Training Model_1 using output of Model_2 which is pretrained whether using model_2.eval() or not in train method

Hi everyone,

I have two models, assuming Model_1 and Model_2.
Model_2 is pretrained and I want to use its output to compute loss and train Model_1.
Looks something like this:

def train(model1,model2, *args):
  out1 = Model_1(input)
  out2 = Model_2(out1)
  loss = criterion(out2)

optimizer = torch.optim.SGD(Model_1.parameters(), *args)

Here is a similar question I’ve got some ideas.

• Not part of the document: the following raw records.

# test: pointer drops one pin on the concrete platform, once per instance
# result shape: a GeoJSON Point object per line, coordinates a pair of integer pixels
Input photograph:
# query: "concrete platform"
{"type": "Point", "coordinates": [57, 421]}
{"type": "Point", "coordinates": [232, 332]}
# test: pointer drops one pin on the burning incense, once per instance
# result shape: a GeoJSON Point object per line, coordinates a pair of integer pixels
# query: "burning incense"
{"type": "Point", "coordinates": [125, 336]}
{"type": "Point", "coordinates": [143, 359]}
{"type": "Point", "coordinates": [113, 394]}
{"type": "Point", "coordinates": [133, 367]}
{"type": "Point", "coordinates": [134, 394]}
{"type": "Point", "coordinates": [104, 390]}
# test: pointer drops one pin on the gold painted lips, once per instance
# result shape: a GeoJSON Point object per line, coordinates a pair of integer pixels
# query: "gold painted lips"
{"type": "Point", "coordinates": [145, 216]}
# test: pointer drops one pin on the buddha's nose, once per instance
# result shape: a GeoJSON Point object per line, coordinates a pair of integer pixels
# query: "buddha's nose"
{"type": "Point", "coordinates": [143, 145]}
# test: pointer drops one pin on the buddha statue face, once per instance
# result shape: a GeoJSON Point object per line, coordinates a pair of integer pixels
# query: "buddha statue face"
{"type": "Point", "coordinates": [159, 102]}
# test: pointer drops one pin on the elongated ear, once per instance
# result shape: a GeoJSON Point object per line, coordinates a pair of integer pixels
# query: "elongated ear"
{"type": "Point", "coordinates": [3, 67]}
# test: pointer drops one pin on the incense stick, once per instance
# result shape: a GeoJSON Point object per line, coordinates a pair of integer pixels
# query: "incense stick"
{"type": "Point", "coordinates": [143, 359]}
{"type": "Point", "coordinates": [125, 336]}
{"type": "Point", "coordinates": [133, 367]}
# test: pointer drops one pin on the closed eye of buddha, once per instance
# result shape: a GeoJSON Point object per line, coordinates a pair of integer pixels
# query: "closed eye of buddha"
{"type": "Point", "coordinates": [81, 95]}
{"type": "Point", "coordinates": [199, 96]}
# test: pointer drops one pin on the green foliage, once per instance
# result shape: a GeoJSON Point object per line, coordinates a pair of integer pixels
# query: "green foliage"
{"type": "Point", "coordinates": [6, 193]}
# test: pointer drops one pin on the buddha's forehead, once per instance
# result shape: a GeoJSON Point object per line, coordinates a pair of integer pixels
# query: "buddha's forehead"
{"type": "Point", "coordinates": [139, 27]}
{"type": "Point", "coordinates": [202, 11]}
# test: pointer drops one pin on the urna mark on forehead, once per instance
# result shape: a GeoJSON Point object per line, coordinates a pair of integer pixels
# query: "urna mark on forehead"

My question is should I use Model_2.eval() even when I am passing only Model_1 parameters to the optimizer?

Thanks for any advice


From albanD’s comment, you could pass only Model_1 parameters to the optimizer (this is what you already did).

This thread is discuss if we should turn the pre-trained model to eval mode. In my shallow opinion, calling Model_2.eval() will have some difference as follows:

  • the parameters of Model_2 will not update in optimizer.step(). This result is what your optimizer configuration already achieved.
  • change dropout layer and batchnorm layer into eval mode.

So we can see that it will only have the second difference, but I have not met this problem, you could have a try on it whether turn off dropout and batchnorm layers in a fixed model will have influence on the post-networks.

If you get something different, please let me know, thanks!

Thank you,
Basically, I want to my Model_2 act exactly as a finalized model (I mean only testing and no train at all) so I just use its output for further usage.
And based on your comment, I should use model.eval().
I will report differences when I finish the job.